「百合に挟まろうとする男という悪を許すな!」
「おっ、戦桃丸ちゃんだ」
「……ども」
サボりついでに愛しのボルサリーノの顔でも見ようと彼女の執務室へと足を踏み入れると、そこにいたのは見慣れた黄色のスーツ姿ではなく、ボルサリーノの部下でありクザンの意中の女性であるボルサリーノと最近恋人になった赤い腹掛けの戦桃丸だった。
クザンも何度か話したことはあるものの、その殆どが間にボルサリーノを挟んでのことだったので、こうして二人っきりで顔を付き合わせるのは何だか間が持たない。
クザンはグラマラスな女性が大好きなので戦桃丸も例外ではないが、自分が海軍学校時代から想いを寄せていたボルサリーノを鳶の如くかっさらっていった戦桃丸に、正直嫉妬している。
「姉御なら元帥に呼ばれたからしばらくは戻ってこねぇよ」
「あー、そうなのね……」
目は口ほどに物を言うとはまさにこのこと、鋭い双眸が「早く帰れ」と訴えていた。
ボルサリーノがいないのならクザンがここにいる意味などないのだから、このまま部屋を出てってもよかったが、それはなんだか戦桃丸に負けたような気がするのと、少し意地悪してやりたいという大人気ない気持ちが擡げてきて、敢えて戦桃丸の視線を無視してソファに腰をかける。
「戦桃丸ちゃんさぁ、ボルサリーノと付き合ってんでしょ?」
「はぁ……それがなんだっていうんだ?」
「いやぁ?ほら、あの人若い頃からモテモテの引く手数多で経験豊富だから、うら若き戦桃丸ちゃんで満足できてるのかな〜って」
「……」
大人気ないうえにパワハラとセクハラで告発されたら言い訳できない発言であることは自覚しているが、何度愛を囁いても「わっしガキには興味ねぇよォ〜」と断られてきたのに自分よりも年下の女の子にボルサリーノを奪われたのだ。これくらい許されたい。

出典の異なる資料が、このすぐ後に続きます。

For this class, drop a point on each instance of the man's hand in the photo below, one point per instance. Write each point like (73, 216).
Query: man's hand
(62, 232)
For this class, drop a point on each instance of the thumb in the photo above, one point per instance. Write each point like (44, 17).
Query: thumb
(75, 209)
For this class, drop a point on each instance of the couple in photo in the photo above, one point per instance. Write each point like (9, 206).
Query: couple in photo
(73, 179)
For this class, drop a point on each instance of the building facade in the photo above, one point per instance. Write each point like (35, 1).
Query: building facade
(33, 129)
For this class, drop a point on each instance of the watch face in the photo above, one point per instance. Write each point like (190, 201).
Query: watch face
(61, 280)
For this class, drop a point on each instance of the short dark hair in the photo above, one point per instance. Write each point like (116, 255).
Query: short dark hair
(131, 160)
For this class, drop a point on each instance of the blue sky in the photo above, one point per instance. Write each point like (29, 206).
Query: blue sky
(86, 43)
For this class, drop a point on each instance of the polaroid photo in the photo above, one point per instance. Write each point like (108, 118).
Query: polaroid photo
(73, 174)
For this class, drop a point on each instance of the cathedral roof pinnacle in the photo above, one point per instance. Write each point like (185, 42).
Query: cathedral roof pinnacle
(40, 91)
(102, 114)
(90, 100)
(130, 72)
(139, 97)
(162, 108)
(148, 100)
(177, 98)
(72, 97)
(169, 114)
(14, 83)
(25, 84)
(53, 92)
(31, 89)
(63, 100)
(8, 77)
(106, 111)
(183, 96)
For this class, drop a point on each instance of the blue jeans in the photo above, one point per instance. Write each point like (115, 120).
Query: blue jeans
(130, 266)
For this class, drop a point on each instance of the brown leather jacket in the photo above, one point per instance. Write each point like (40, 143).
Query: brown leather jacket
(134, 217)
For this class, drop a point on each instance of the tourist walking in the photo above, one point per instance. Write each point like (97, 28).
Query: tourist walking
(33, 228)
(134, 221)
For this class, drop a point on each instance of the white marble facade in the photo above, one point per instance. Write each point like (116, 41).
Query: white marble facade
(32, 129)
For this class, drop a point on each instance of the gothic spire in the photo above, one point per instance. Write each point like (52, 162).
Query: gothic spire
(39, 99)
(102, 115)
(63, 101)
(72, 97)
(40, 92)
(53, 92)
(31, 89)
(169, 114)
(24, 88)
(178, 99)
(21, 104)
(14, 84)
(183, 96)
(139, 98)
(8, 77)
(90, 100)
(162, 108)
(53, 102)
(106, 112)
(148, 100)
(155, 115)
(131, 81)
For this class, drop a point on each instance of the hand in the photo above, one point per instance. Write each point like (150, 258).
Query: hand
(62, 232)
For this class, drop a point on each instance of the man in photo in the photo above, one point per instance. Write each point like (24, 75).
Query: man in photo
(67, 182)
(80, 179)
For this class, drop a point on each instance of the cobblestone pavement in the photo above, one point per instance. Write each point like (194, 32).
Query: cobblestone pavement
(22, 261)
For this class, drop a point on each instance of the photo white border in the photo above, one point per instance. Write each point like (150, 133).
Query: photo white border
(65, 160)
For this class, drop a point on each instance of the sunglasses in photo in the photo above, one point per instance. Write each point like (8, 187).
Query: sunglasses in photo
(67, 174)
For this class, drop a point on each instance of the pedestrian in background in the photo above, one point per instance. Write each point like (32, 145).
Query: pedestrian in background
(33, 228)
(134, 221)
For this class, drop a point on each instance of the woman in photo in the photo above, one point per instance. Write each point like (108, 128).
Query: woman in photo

張り手をかまされても甘んじて受けようなどと考えながら戦桃丸の反応を待つ。すると、ムスッとしてる顔しか見たことがなかった戦桃丸のひきむすばれていた口元がクッと上がっていた。
「まぁ、確かにあんたに比べたらわいは経験不足かもしれねぇが……わいのテクは全部姉御譲りだからな。姉御のイイところなら、わいはアンタよりもよぉく知ってるぜ?」
ニヤリと、戦桃丸は勝ち誇った笑みを浮かべると、ソファに座るクザンの後ろを通って扉に手をかける。
「……どこ行くのよ」
「どうせ今頃本題が終わって元帥と茶でもしばいてるだろうからな、姉御を迎えに行くんだよ」
今日の仕事はこれで終わり、わいらはこの後デートに行くから、アンタは好きなだけここでサボれば?と言い残し、パタンと素っ気なく扉が閉まる。
途端にシンとした執務室に虚しさを覚えつつ、背もたれに後頭部を押し付けて沈み込む。
「はぁ〜〜……俺の入り込む隙間はないってことか……」
海軍最大戦力、大将クザン。四十七歳にして大失恋を経験し、少し泣きそうになったのだった。